La princesse avoit si peu d’esprit, et en mesme temps une si grande envie d’en avoir, qu’elle s’imagina que la fin de cette année ne viendroit jamais ; de sorte qu’elle accepta la proposition qui luy estoit faite. Elle n’eut pas plustost promis à Riquet à la Houppe qu’elle l’épouseroit dans un an à pareil jour qu’elle se sentit tout autre qu’elle n’estoit auparavant : elle se trouva une facilité incroyable à dire tout ce qui luy plaisoit, et à le dire d’une maniere fine, aisée et naturelle. Elle commença, dés ce moment, une conversation galante et soutenuë avec Riquet à la Houppe, où elle brilla d’une telle force que Riquet à la Houppe crut luy avoir donné plus d’esprit qu’il ne s’en estoit réservé pour luy-mesme.
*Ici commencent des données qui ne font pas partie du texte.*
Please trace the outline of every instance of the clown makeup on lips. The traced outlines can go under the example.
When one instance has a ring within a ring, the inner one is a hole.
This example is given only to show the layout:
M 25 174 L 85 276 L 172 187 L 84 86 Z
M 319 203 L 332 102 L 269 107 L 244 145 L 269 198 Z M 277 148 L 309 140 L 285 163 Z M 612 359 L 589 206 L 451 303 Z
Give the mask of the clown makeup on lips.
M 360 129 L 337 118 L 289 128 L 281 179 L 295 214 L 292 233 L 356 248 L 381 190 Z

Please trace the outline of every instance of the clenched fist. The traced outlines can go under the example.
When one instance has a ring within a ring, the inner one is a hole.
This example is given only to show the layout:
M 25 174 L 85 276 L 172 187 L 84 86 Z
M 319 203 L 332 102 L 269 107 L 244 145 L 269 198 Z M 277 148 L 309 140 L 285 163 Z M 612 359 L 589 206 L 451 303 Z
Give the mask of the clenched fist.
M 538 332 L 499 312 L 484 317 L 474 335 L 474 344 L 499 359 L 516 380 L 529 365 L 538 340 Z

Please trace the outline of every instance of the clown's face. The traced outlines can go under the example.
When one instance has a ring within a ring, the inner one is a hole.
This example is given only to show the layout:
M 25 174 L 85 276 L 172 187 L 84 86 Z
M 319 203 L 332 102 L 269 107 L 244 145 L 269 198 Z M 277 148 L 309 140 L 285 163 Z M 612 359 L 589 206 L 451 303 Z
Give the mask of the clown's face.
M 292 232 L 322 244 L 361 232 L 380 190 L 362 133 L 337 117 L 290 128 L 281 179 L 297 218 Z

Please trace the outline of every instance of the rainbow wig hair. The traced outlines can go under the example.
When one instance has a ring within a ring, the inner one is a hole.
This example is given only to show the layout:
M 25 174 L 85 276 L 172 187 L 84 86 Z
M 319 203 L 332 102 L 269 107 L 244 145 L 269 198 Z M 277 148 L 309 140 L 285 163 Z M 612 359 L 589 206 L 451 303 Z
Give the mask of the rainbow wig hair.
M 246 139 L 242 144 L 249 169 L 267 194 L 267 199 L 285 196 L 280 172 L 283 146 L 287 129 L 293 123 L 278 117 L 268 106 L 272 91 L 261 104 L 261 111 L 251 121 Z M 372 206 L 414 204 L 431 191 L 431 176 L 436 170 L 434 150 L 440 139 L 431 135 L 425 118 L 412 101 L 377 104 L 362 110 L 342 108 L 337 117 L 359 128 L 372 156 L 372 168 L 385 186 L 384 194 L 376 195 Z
Quand elle fut retournée au palais, toute la cour ne sçavoit que penser d’un changement si subit et si extraordinaire : car, autant qu’on luy avoit oüy dire d’impertinences auparavant, autant luy entendoit-on dire des choses bien sensées et infiniment spirituelles. Toute la cour en eut une joye qui ne se peut imaginer ; il n’y eut que sa cadette qui n’en fut pas bien aise, parce que, n’ayant plus sur son aisnée l’avantage de l’esprit, elle ne paroissoit plus auprés d’elle qu’une guenon fort desagreable.
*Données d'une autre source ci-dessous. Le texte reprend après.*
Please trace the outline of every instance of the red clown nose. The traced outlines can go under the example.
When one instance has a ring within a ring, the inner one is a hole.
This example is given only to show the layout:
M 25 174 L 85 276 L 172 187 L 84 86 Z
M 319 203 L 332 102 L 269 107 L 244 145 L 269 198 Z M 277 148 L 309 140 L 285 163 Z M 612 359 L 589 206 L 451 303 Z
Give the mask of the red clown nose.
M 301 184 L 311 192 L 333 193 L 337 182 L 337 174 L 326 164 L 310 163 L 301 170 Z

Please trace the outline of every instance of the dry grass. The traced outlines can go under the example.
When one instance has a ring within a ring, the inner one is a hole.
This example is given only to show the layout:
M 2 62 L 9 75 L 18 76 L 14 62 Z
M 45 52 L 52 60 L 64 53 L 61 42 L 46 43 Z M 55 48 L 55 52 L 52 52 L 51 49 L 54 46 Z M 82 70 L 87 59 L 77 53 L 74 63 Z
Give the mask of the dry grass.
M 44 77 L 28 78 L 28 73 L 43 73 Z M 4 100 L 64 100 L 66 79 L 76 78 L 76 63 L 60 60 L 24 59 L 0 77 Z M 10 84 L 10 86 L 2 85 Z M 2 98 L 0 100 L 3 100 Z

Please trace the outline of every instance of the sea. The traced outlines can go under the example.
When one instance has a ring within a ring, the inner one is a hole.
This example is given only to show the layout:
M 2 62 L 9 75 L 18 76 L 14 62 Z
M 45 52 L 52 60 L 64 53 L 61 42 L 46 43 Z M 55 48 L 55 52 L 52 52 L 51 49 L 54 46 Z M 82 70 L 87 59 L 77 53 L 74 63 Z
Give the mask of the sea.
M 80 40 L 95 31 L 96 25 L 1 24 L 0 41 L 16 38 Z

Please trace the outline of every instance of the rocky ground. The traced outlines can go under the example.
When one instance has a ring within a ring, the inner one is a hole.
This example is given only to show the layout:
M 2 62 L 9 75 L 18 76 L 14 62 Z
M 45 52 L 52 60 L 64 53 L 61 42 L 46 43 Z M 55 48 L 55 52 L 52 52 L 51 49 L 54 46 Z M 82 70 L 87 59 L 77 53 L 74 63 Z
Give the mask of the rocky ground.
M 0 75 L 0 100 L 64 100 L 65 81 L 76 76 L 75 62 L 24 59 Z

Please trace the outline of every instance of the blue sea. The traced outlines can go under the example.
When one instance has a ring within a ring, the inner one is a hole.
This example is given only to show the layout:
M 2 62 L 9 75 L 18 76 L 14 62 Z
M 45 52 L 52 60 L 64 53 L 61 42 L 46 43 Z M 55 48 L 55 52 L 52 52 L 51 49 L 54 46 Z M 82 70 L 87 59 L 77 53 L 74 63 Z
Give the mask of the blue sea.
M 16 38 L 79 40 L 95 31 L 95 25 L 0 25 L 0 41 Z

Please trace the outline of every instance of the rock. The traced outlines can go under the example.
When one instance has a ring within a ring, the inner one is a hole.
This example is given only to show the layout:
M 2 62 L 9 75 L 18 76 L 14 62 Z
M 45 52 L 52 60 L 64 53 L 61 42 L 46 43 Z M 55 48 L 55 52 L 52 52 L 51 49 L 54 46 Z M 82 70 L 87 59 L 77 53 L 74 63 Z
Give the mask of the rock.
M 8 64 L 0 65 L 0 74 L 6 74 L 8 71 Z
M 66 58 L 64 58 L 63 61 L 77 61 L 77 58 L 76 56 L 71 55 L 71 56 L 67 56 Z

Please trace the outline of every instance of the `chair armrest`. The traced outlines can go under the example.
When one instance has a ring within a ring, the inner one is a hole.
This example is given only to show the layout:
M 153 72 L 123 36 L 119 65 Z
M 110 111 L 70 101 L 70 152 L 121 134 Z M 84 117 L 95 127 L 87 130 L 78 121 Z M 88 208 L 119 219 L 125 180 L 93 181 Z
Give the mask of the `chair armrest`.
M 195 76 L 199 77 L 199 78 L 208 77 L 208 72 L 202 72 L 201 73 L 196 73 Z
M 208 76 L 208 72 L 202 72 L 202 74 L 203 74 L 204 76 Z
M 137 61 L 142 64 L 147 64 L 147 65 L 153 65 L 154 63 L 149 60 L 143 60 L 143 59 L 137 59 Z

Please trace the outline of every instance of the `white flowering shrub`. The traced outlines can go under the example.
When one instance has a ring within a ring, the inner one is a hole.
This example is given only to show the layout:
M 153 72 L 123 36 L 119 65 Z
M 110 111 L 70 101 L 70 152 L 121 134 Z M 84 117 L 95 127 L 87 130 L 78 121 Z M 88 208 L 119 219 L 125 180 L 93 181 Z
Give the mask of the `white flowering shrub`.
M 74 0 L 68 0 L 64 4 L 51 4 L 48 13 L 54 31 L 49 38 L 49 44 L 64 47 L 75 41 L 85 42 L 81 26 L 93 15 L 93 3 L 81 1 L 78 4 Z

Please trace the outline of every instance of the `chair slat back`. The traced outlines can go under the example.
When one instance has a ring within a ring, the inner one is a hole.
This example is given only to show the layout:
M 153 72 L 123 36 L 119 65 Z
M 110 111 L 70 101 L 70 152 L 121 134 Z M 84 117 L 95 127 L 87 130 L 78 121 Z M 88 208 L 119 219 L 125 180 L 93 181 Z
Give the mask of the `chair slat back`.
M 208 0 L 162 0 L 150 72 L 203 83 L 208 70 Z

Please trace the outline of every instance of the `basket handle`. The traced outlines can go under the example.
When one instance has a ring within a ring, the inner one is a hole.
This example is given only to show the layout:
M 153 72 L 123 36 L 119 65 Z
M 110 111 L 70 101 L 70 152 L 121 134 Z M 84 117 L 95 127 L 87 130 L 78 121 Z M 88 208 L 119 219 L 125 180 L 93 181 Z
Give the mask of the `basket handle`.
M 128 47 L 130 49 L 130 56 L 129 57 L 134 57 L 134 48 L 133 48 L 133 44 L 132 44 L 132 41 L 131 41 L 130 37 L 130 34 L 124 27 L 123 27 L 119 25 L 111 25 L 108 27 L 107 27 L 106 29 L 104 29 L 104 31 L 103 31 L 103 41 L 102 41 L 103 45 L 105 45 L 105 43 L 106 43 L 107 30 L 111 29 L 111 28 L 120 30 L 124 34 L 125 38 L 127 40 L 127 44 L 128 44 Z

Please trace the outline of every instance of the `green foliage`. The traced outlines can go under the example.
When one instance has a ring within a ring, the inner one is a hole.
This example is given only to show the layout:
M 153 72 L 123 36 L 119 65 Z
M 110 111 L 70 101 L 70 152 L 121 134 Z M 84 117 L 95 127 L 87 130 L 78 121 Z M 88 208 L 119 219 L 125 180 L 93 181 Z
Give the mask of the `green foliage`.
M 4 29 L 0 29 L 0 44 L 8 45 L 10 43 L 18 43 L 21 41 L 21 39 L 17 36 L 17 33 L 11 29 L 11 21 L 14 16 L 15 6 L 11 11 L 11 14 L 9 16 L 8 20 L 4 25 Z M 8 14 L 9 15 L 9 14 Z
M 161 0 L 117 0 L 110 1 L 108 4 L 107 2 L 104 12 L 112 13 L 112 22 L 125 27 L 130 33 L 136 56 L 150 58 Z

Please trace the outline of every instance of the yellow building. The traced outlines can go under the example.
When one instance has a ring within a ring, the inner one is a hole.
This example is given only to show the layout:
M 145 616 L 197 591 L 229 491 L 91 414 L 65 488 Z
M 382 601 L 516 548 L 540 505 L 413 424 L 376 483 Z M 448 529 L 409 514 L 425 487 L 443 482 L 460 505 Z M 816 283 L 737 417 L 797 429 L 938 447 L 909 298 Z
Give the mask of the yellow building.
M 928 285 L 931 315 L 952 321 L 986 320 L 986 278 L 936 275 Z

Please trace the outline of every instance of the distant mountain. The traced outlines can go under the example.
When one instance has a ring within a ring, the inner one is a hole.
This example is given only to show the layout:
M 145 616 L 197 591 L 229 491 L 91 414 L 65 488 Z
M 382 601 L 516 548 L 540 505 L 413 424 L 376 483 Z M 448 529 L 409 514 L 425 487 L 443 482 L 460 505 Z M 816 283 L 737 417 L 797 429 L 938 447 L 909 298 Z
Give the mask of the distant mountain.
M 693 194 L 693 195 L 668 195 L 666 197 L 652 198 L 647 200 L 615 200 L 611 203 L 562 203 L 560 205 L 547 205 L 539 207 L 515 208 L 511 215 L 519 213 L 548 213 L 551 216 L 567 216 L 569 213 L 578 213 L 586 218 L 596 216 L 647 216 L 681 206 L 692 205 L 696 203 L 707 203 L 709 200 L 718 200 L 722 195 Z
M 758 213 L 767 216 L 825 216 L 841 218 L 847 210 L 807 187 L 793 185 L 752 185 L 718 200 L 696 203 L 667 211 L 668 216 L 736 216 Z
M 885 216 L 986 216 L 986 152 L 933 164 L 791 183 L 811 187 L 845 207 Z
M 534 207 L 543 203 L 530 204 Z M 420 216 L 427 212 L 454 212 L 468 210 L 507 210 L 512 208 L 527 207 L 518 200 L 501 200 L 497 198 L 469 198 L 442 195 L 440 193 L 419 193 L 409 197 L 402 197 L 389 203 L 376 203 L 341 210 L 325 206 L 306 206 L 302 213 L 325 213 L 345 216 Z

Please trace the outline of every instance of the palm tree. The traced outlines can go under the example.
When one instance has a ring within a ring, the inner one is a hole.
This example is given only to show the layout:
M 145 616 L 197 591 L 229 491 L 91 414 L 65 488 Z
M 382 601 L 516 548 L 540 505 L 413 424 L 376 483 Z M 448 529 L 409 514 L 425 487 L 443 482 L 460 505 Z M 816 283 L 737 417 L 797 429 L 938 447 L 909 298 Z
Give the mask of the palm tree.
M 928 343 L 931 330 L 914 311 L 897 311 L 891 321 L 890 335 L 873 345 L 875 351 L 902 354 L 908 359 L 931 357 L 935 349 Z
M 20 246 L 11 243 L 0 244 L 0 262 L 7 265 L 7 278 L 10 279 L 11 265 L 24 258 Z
Le roi se conduisoit par ses avis, et alloit même quelquefois tenir le conseil dans son appartement. Le bruit de ce changement s’estant répandu, tous les jeunes princes des royaumes voisins firent leurs efforts pour s’en faire aimer, et presque tous la demanderent en mariage ; mais elle n’en trouvoit point qui eust assez d’esprit, et elle les écoutoit tous, sans s’engager à pas un d’eux, Cependant il en vint un si puissant, si riche, si spirituel et si bien fait, qu’elle ne pust s’empêcher d’avoir de la bonne volonté pour luy. Son pere, s’en estant aperceu, luy dit qu’il la faisoit la maistresse sur le choix d’un époux, et qu’elle n’avoit qu’à se déclarer. Comme, plus on a d’esprit, et plus on a de peine à prendre une ferme resolution sur cette affaire, elle demanda, aprés avoir remercié son pere, qu’il luy donnast du temps pour y penser.
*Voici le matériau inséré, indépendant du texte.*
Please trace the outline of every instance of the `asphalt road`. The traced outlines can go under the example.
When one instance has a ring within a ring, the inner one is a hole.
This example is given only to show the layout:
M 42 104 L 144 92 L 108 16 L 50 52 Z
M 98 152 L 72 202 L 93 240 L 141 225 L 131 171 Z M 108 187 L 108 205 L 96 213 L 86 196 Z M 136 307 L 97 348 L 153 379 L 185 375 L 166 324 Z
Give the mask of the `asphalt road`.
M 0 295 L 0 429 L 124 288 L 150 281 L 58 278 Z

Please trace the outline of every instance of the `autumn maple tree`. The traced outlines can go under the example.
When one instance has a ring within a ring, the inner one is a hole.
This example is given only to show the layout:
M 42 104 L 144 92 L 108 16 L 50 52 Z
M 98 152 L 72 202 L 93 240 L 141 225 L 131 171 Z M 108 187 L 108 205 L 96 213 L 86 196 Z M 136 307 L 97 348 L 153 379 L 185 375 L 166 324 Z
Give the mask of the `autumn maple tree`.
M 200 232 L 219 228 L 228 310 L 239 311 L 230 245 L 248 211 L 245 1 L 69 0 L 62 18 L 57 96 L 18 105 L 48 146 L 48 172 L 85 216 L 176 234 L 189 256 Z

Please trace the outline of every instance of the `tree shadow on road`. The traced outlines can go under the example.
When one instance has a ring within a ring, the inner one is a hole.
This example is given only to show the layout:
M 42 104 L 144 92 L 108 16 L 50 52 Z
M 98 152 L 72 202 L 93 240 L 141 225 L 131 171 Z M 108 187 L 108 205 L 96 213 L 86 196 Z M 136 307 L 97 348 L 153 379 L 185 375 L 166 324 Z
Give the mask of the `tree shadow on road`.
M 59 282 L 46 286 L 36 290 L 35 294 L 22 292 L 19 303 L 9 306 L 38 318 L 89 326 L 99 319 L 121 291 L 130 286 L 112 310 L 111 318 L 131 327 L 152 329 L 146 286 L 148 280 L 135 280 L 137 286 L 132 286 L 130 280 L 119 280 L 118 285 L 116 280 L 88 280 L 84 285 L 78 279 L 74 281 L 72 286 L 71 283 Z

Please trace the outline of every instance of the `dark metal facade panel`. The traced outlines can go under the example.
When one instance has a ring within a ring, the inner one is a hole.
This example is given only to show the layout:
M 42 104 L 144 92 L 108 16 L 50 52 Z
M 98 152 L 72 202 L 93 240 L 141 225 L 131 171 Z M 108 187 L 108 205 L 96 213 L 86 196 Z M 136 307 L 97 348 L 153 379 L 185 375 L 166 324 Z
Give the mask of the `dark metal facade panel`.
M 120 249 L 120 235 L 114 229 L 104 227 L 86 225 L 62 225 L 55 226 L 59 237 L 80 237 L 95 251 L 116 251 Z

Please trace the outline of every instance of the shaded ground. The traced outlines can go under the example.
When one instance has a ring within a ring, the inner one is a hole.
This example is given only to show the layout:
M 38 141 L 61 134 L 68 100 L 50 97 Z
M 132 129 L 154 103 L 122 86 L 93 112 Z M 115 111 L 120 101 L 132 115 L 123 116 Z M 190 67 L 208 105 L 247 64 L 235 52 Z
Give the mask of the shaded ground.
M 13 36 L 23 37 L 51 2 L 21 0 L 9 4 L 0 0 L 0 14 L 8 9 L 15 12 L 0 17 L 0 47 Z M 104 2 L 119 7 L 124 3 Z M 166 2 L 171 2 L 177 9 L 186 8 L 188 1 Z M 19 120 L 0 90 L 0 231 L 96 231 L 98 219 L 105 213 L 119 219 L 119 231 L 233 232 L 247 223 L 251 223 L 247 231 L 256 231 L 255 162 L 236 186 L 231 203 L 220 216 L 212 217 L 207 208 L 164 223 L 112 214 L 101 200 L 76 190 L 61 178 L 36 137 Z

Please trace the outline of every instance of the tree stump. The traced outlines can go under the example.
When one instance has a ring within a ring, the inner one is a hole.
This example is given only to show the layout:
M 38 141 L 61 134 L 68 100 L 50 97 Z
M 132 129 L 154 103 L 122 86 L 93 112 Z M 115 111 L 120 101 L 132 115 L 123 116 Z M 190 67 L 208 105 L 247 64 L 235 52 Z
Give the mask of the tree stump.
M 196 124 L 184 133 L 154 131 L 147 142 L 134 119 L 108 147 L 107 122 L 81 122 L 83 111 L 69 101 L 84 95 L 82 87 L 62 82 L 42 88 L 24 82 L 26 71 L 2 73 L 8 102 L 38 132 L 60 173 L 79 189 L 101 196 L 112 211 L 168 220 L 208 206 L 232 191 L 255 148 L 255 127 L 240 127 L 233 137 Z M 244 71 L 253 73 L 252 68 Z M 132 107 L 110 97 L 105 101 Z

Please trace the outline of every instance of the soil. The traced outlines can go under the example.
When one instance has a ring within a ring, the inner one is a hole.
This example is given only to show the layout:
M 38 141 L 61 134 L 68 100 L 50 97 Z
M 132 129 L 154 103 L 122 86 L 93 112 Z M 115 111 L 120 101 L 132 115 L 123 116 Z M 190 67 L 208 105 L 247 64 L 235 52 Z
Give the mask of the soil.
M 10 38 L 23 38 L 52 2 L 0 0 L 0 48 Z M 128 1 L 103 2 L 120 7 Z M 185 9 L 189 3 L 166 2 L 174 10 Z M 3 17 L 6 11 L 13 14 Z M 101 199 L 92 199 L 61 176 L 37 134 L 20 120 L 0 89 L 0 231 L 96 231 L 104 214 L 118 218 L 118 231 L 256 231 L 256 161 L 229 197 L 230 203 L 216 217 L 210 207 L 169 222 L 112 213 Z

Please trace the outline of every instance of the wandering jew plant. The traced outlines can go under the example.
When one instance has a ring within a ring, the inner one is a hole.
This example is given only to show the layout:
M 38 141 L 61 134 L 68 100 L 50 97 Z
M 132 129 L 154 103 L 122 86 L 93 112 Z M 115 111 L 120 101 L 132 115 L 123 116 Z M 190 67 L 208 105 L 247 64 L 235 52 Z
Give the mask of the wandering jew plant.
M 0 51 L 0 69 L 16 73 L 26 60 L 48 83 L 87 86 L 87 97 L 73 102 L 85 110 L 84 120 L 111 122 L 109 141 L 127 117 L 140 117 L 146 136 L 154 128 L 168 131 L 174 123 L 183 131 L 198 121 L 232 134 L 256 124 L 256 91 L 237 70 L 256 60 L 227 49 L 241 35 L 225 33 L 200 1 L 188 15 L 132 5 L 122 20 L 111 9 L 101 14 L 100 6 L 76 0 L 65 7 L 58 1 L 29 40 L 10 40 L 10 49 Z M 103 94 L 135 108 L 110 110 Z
Elle alla par hasard se promener dans le même bois où elle avoit trouvé Riquet à la Houppe, pour rêver plus commodement à ce qu’elle avoit à faire. Dans le tems qu’elle se promenoit, rêvant profondement, elle entendit un bruit sourd sous ses pieds, comme de plusieurs personnes qui vont et viennent et qui agissent. Ayant presté l’oreille plus attentivement, elle ouït que l’un disoit : « Apporte-moy cette marmite » ; l’autre : « Donne-moy cette chaudiere » ; l’autre : « Mets du bois dans ce feu. » La terre s’ouvrit dans le même temps, et elle vit sous ses pieds comme une grande cuisine pleine de cuisiniers, de marmitons et de toutes sortes d’officiers necessaires pour faire un festin magnifique. Il en sortit une bande de vingt ou trente rotisseurs, qui allerent se camper dans une allée du bois, autour d’une table fort longue, et qui tous, la lardoire à la main et la queuë de renard sur l’oreille se mirent à travailler en cadence, au son d’une chanson harmonieuse. La princesse, estonnée de ce spectacle, leur demanda pour qui ils travailloient.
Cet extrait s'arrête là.